Rather than waiting for a clear direction that may never emerge, SMBs can choose strategies now based on their actual business models and customer relationships. The companies that succeed will be those that create and implement marketing plans designed to outlast: developing expertise worth discovering, communicating it clearly across multiple channels, and building relationships that provide value regardless of how people find you.
Whether AI systems help or hinder discovery becomes less critical when your business is built on genuine competence and authentic customer connections.
If you’re struggling to navigate the AI content dilemma or need help developing content marketing strategies that work regardless of how customers discover you, contact us. We specialize in helping SMBs build genuine authority and expertise recognition that outlasts algorithm changes and platform shifts.
TL;DR
CloudFlare’s Pay Per Crawl promises to solve the AI scraping crisis by blocking crawlers unless they pay content creators. But the proposed solution—a Spotify-like licensing model—is already failing the creators it claims to support. Musicians are abandoning streaming platforms because 69% can’t cover expenses despite billions in payouts.

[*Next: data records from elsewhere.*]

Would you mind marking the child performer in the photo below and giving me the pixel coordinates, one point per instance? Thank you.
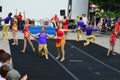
(113, 37)
(27, 34)
(65, 22)
(89, 31)
(60, 42)
(80, 29)
(14, 31)
(42, 47)
(6, 26)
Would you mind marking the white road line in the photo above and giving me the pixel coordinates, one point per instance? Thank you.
(69, 72)
(110, 67)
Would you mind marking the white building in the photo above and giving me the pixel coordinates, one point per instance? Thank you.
(38, 9)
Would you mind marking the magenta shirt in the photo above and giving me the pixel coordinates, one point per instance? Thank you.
(42, 38)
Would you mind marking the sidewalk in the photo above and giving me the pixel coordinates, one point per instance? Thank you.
(102, 40)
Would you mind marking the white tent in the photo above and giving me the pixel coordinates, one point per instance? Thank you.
(38, 9)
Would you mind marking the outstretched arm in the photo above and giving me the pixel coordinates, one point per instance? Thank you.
(34, 35)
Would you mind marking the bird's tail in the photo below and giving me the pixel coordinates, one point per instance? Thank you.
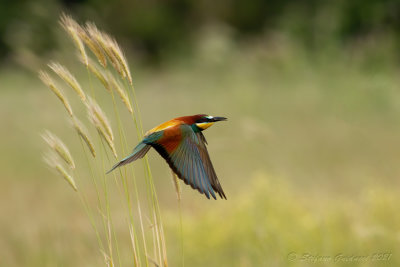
(140, 150)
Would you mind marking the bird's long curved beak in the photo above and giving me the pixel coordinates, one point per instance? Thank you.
(220, 119)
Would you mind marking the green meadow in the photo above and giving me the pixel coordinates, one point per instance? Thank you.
(308, 159)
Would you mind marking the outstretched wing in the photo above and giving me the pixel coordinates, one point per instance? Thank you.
(189, 159)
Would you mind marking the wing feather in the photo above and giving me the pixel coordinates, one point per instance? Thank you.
(191, 162)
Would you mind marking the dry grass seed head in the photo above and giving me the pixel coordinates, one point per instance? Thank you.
(48, 81)
(112, 49)
(64, 74)
(82, 132)
(73, 28)
(99, 75)
(59, 147)
(93, 45)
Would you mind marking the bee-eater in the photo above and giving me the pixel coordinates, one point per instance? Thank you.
(181, 143)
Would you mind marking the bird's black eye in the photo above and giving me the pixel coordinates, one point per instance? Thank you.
(203, 119)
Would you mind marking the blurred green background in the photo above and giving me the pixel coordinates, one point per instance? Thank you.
(308, 159)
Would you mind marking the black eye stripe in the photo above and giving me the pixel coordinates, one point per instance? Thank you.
(204, 120)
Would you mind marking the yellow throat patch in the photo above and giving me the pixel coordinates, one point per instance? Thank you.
(204, 125)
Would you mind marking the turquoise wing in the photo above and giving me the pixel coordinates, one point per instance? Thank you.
(191, 162)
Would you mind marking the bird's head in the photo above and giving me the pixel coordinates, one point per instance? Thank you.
(205, 121)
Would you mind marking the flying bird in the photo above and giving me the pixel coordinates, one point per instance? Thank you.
(182, 144)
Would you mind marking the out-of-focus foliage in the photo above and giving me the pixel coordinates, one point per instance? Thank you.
(154, 28)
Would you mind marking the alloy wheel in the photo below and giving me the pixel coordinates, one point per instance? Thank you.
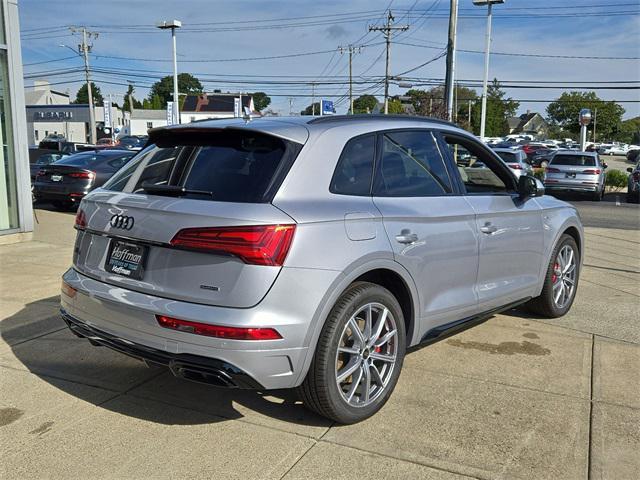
(367, 354)
(563, 277)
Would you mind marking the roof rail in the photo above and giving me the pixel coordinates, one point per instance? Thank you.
(366, 116)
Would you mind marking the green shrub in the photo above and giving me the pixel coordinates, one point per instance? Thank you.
(615, 180)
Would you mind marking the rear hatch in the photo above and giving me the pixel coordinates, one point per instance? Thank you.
(573, 169)
(190, 218)
(63, 178)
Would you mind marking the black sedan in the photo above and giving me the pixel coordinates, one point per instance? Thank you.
(65, 182)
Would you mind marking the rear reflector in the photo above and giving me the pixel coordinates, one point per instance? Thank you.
(89, 175)
(68, 290)
(81, 220)
(255, 245)
(231, 333)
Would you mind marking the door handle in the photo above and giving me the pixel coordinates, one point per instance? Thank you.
(488, 229)
(406, 237)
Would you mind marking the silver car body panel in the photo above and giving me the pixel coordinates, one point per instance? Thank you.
(452, 271)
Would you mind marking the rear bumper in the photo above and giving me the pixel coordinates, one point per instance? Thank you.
(130, 316)
(191, 367)
(572, 187)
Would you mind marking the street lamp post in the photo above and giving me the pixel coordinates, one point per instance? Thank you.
(485, 80)
(173, 25)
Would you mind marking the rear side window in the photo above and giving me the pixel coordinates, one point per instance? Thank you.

Content creators face even worse economics than musicians: written content lacks replay value, creators can’t easily replicate direct sales models, and AI extraction is format-independent across text, video, and audio. Previous attempts at micropayments (like Blendle) failed due to consumer friction and decision fatigue—problems that would intensify when competing with free AI summaries.
The real strategic choice isn’t whether to block AI, but understanding how content functions in your business. Companies that monetize content consumption directly face different incentives than those using content to demonstrate expertise and build authority.
Three potential futures emerge: an information aristocracy where only well-funded sources get compensated; a stratified tier system based on resources rather than quality; or business model-specific approaches where different creators adopt entirely different strategies.
SMBs should focus on strategies that remain valuable regardless of discovery channels: building genuine expertise, communicating it clearly across multiple platforms, and developing authentic customer relationships. Physical publishing may even make a comeback as an AI-resistant marketing channel.
The future belongs to businesses that solve real problems and can communicate that value clearly, whether customers discover them through traditional search, AI references, or direct relationships.